Scalloped Potatoes, or Escalloped Potatoes, are a U.S. tradition. The Henry Ford Museum posts a recipe from 1898 here. Escalloped potatoes are warm, filling, and cheap. They contain vegetables and dairy, two items on every Twenties cook’s daily list.
And then there are the pimientos. The Twenties cook put pimientos in everything. They provided color and just a bit of extra nutrition. When Sue makes Escalloped Potatoes during her Saturday cooking lesson, she puts pimientos in the recipe. Feel free to leave them out if you like. I probably will.
Let’s see what Sue has to say about making Escalloped Potatoes on this Saturday morning.
Sue’s Diary Entry for Escalloped Potatoes
This has been a cold raw Saturday for May, so Mother said it was just the day for Escalloped Potatoes. “We’ll use up the old ones I have on hand. New potatoes taste better than old ones in the Spring.”
Escalloped Potatoes sound hard, but are really very easy to make. Of course it isn’t easy to slice raw potatoes very thin, but I’m sure this lesson did us a lot of good. The little vegetable knife must be sharp!
Oh, I mustn’t forget to write something else down. We used only a part of the canned pimientos and Mother had us pur the rest in a little bowl and cover them carefully with cold water. She told us that pimientos would keep a long time if you renewed the water every day. Lots of houskeepers don’t know that, and their pimientos get mouldy very soon and have to bre thrown away.
Next week we are going to begin house cleaning if the weather is pleasant. And Ruth Ann is so excited over it that she has begged Mother to let her help every night after school. She says there isn’t anything so much fun as putting drawers in order. I’m afraid I can think of lots of things more pleasant than that, but then, it will help to have Ruth Ann here taking an interest in things.
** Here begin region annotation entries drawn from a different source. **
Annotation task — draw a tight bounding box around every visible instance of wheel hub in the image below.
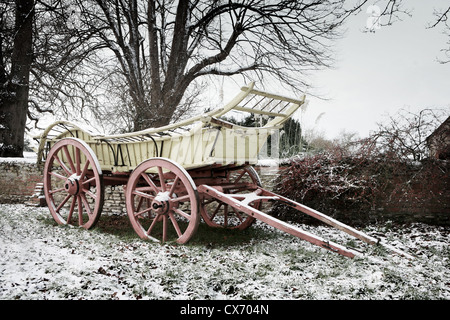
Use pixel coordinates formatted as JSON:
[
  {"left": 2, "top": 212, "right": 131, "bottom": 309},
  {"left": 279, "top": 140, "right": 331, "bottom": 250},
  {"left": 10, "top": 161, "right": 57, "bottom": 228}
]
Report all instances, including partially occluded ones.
[
  {"left": 64, "top": 175, "right": 80, "bottom": 195},
  {"left": 151, "top": 192, "right": 170, "bottom": 215}
]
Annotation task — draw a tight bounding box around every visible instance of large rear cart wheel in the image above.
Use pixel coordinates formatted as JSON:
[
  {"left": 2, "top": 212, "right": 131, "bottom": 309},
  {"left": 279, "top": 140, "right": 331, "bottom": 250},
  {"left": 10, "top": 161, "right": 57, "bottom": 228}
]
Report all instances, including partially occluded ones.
[
  {"left": 126, "top": 158, "right": 200, "bottom": 244},
  {"left": 44, "top": 138, "right": 104, "bottom": 229},
  {"left": 200, "top": 166, "right": 262, "bottom": 230}
]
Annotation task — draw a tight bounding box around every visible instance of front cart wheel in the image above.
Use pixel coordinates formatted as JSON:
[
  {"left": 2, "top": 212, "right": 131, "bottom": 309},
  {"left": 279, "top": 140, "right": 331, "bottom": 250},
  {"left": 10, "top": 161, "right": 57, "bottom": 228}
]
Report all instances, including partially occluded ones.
[
  {"left": 44, "top": 138, "right": 104, "bottom": 229},
  {"left": 125, "top": 158, "right": 200, "bottom": 244}
]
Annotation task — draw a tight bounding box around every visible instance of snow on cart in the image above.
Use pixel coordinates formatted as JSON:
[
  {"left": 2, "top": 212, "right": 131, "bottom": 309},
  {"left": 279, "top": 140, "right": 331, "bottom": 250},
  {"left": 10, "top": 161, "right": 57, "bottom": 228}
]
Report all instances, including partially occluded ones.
[{"left": 38, "top": 83, "right": 411, "bottom": 258}]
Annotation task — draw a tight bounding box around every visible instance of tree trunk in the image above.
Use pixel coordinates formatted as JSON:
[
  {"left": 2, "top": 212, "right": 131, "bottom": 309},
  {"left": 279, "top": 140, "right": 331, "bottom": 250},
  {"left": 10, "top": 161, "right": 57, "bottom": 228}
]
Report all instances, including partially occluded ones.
[{"left": 0, "top": 0, "right": 34, "bottom": 157}]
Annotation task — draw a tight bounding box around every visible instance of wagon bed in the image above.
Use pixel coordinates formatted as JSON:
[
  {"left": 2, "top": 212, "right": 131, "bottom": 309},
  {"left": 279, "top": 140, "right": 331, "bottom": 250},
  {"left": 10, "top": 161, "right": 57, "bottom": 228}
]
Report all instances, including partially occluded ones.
[
  {"left": 38, "top": 83, "right": 411, "bottom": 258},
  {"left": 38, "top": 83, "right": 305, "bottom": 172}
]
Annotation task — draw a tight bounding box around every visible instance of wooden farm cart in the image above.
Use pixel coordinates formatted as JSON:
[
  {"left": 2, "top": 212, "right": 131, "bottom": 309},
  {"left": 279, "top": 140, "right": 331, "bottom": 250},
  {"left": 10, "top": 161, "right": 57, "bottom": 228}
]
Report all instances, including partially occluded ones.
[{"left": 38, "top": 83, "right": 410, "bottom": 257}]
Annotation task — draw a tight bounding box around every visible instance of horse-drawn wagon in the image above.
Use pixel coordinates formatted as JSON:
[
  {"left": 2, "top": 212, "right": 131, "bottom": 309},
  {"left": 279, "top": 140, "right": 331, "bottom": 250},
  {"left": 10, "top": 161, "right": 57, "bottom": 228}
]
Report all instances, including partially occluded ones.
[{"left": 38, "top": 83, "right": 414, "bottom": 257}]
But Mother says we will have our cooking lesson next Saturday just the same. Not even house cleaning shall interfere with that!
Escalloped Potatoes
Ingredients
- 3 cups raw potatoes peeled and sliced very thin
- 3 tbsp flour
- 1½ tsp salt
- ⅓ tsp paprika
- ¼ tsp celery salt [you may want to reduce salt by ¼ tsp]
- 2 tbsp pimientos cut very fine with kitchen scissors
- 2 cups milk
- 3 tbsp butter melted
Instructions
- We peeled the potatoes and then sliced them very thin, just as thin as we could.
- Then Mother had us each mix our potatoes, flour, salt, paprika, celery salt, and pimientos very carefully and empty them into buttered baking dishes.
- Then we poured the milk and the butter over the top and baked the potatoes in a moderate oven for fifty minutes.Note: Moderate oven = 375 degrees F.